Microsoft Excel is a very popular tool among users, so it’s common to find Excel files when implementing extraction, transformation, and loading (ETL) processes. After I explain the reasons why users create Excel files and where you might find them, I’ll talk about some common problems that you might encounter when dealing with them in ETL processes, such as problems with drivers, hidden data, data types, certain transformations, separators, and worksheet variants. I’ll also present the recommended solutions for these problems.
Why Excel Files Are Created and Where to Find Them
Excel is a commonly used tool in companies for several reasons:
Users feel very comfortable using Excel to manage and visualize data.
Users often export data (e.g., query results, reports) from other applications to Excel workbooks because many applications provide that option. So, Excel workbooks are used for information storage, as Figure 1 shows.
When other applications don’t offer users a way to manage data, users turn to Excel.
For example, suppose an HR manager wants to classify store employees by the store in which they work, but the application used by the HR manager doesn’t have a column to note the store classification. The HR manager might create an Excel workbook, list all the employees, then specify the store in which each employee works. Instead of asking the IT department to create an application to manage some data, users might create Excel workbooks. For example, in order to track and compare the rates of suppliers, a purchasing clerk might create a new Excel workbook that lists the suppliers, the products they offer, and the prices of those products.

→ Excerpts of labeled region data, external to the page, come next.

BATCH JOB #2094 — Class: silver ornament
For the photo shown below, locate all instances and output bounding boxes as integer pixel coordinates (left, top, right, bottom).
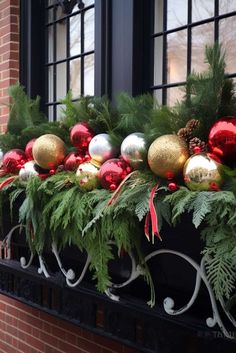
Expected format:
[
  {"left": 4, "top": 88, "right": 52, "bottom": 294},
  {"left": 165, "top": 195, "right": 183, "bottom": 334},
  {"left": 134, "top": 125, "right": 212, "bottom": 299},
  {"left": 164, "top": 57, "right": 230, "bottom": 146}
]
[
  {"left": 88, "top": 134, "right": 118, "bottom": 164},
  {"left": 19, "top": 161, "right": 39, "bottom": 181},
  {"left": 121, "top": 132, "right": 147, "bottom": 169}
]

Users might use Excel to connect to several relational and multidimensional data sources in order to query them, then store the query results in Excel workbooks.

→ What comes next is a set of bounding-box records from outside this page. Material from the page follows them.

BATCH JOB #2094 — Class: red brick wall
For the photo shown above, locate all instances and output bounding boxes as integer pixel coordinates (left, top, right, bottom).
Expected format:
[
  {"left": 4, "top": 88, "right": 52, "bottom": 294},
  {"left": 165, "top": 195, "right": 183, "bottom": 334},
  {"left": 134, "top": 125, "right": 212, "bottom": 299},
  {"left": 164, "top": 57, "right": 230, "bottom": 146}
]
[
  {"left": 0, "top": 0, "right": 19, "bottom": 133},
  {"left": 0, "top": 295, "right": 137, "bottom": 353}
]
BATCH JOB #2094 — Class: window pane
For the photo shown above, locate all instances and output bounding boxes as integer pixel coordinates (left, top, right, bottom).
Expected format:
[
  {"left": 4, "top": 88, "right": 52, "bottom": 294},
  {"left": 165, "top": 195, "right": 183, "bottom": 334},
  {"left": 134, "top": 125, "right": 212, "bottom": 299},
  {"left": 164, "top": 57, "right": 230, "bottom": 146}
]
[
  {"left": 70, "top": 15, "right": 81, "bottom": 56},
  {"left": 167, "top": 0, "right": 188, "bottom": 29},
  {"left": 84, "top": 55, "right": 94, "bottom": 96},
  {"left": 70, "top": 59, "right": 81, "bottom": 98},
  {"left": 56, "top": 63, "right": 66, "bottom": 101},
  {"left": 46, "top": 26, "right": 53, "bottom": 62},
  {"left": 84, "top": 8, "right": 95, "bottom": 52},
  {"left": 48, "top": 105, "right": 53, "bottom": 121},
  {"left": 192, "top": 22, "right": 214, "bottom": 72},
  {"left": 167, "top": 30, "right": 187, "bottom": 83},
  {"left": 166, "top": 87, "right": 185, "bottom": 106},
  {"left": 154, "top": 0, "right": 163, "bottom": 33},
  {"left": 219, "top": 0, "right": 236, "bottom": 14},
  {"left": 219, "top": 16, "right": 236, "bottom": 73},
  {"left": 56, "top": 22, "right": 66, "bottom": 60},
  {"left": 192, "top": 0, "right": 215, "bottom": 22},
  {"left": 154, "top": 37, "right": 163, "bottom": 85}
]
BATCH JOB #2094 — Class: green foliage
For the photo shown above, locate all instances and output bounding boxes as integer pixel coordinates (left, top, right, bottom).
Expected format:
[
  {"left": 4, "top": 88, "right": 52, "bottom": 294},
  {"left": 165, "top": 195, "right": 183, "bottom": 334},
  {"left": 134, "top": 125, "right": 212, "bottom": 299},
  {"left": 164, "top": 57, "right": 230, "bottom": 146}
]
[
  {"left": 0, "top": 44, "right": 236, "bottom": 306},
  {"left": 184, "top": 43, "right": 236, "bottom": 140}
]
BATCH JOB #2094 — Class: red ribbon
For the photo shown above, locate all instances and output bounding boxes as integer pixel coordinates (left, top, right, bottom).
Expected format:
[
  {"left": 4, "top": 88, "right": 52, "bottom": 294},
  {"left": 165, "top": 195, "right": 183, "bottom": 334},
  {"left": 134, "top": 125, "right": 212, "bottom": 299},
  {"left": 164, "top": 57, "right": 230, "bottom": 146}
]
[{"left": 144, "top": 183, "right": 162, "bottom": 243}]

Figure 1: Excel as information storage
As you can see, Excel complements the existing applications in companies in many ways. Therefore, Excel becomes both a source of data and a destination for data, as Figure 2 shows.
Figure 2: Excel as a source and a destination
When dealing with the execution of ETL tasks, you usually find Excel files between sources and destinations. So, I recommend that whenever you deal with a business intelligence (BI) project, you review in detail all the Excel files in the company. It’s common to find Excel files that contain important business information that isn’t stored in any other application. If you find some, you must deal with them in your ETL processes.
Sometimes we find Excel files just because the user feels comfortable with this tool, and it doesn’t really matter the format in which they’re stored because of their simplicity. For example, in a case like the previous one, in which the user creates in Excel a table with codes and descriptions of provinces. In such cases, and given that Excel works without any problem and in a clear way for the user with the format .CSV (Comma Separated Values), we must consider if it’s worth avoiding problems and restrictions of Excel and just storing the information in .CSV format. We just have to talk to the user in order to establish the storage format. Let’s weigh up the pros and cons of the Excel format in comparison to the .CSV format.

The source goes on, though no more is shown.